Discovery of a shared Holocaust history

Sept 2023
Wendy Schneider

Georgina Rosenberg and Danna Horwood have been friends for 11 years, since Rosenberg moved here from Toronto to be with her partner, now husband, Benjy Katz. Rosenberg’s recent discovery of new details surrounding her mother’s Holocaust experiences has deepened that bond. 

It began with a simple request that Rosenberg made to Federation CEO Gustavo Rymberg last spring. Rosenberg had recently received a document, written in German, from the Claims Conference based on testimony her mother gave to the organization in 1967, and she was wondering if the young researcher Rymberg had hired to curate the main exhibit for the soon to be constructed Margaret’s Legacy Holocaust Learning Centre could translate it into English for her. Cory Osmond would do that and much, much more. His research would reveal strikingly parallel fates suffered during the Holocaust by Rosenberg’s mother and Horwood’s grandmother, Margaret Weisz in whose memory the new centre is named.

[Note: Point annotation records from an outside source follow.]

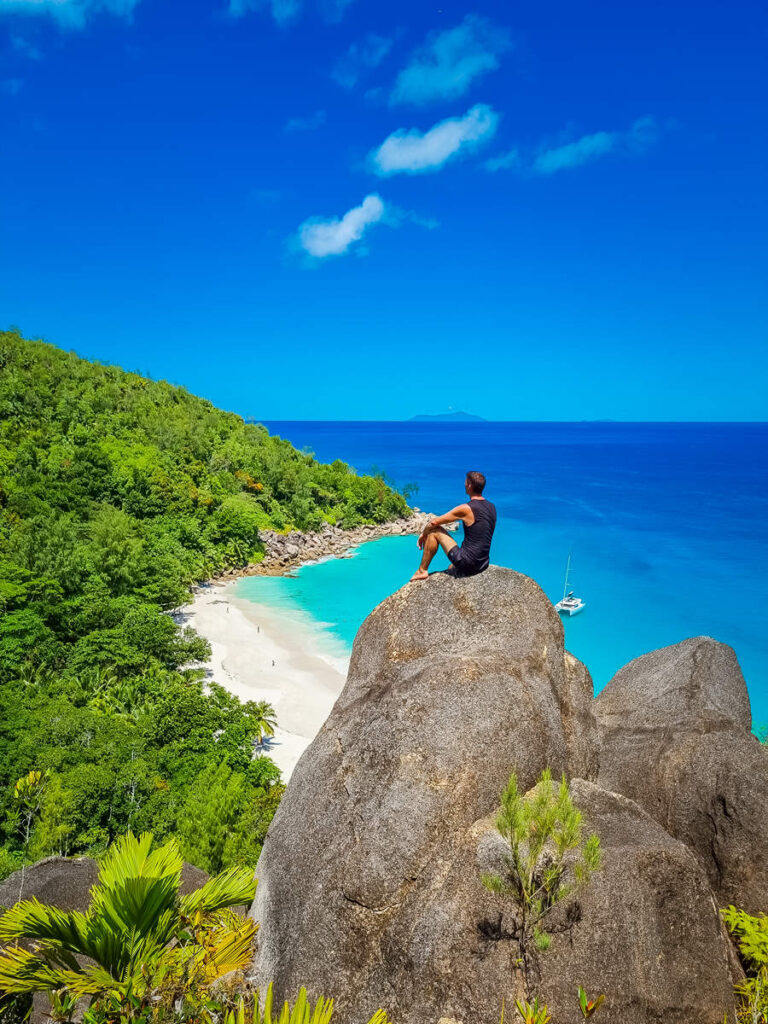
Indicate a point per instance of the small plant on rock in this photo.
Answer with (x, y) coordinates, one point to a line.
(752, 935)
(302, 1012)
(548, 858)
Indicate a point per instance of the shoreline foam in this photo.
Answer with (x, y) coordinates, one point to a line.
(260, 654)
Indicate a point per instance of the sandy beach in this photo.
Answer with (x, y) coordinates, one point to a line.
(259, 654)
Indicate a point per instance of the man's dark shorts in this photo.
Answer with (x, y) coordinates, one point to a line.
(463, 564)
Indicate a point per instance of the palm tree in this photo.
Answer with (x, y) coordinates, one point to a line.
(264, 719)
(145, 943)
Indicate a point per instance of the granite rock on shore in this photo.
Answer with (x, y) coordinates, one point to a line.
(285, 551)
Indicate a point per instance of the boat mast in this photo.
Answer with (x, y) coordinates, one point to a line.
(565, 585)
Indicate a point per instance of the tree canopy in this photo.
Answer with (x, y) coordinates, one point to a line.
(117, 495)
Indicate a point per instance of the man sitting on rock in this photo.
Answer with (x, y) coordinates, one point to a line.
(478, 517)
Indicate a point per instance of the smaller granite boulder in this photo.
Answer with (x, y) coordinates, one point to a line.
(675, 737)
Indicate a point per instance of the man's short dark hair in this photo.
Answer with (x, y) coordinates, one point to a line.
(476, 481)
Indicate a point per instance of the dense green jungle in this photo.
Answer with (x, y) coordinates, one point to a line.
(118, 494)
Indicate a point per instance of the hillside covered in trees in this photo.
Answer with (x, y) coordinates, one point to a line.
(117, 494)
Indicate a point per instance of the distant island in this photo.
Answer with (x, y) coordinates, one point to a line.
(458, 417)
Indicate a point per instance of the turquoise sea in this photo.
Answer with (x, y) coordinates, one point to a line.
(668, 526)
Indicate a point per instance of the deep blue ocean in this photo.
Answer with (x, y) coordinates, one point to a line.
(667, 525)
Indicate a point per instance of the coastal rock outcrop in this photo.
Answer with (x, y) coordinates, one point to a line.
(675, 737)
(453, 684)
(648, 933)
(285, 551)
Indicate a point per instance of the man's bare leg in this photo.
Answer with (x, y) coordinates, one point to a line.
(434, 540)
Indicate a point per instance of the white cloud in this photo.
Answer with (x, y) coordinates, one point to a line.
(286, 10)
(639, 137)
(69, 13)
(315, 120)
(448, 64)
(586, 148)
(361, 56)
(26, 48)
(334, 10)
(504, 161)
(322, 238)
(282, 10)
(410, 152)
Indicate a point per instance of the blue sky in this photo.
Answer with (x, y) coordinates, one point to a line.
(336, 209)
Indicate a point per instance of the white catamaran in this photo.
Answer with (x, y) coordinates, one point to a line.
(569, 605)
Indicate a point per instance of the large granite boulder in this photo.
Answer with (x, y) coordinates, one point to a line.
(648, 933)
(370, 878)
(66, 883)
(61, 882)
(675, 737)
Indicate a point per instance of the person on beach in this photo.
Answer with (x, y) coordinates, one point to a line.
(478, 517)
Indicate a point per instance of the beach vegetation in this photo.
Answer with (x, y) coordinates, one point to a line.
(156, 751)
(265, 720)
(751, 935)
(117, 495)
(139, 945)
(548, 858)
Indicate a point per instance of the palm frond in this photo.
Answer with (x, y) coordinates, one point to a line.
(230, 950)
(136, 886)
(22, 971)
(235, 887)
(33, 920)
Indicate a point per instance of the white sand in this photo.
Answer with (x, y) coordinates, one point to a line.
(258, 653)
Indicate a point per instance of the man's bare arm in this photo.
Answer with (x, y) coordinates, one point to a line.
(460, 514)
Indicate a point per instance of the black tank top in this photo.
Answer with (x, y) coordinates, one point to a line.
(476, 544)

Sura Rosenberg (neé Weisel) was 13 years old when her family fled from Romania to Budapest in the weeks leading up to the Nazi invasion of Hungary in 1944. Margaret Weisz was a newly-wed 23-year-old desperately trying to avoid deportation.

In June, 1944, both women were deported to Auschwitz, and in the months that followed, both women were sent to the Gross-Rosen network of Nazi forced labour camps in Czechoslovakia. In January 1945, both Margaret and Sura survived the horrendous death marches from Gross-Rosen. 

Margaret would go on to be liberated by the Americans, while Sura spent the final months of the war at the Glabonz forced labour camp, where she was liberated by the Soviet army and forced to restart her life in Communist Romania. After the war, Margaret and Arthur Weisz would make a new life for themselves in Hamilton, with their son Tom, who was born in a DP camp. Rosenberg’s parents would immigrate to Canada much later (her father refused to leave her grandmother behind in Romania), eventually settling in Toronto in 1965. Rosenberg remembers coming to Hamilton as a child to visit other Hungarian Jewish Holocaust survivors, but she never dreamed she’d be the one to close the circle on the parallel journeys taken by Sura Rosenberg and Margaret Weisz. 

“I’ve always believed everything happens for a reason,” said Rosenberg. “Here I am married to a man from Hamilton, in this incredible community that I actually now love, with this new friend, and this connection ... and now we find out that her grandmother and my mother were possibly side by side at the same camp at the same time.”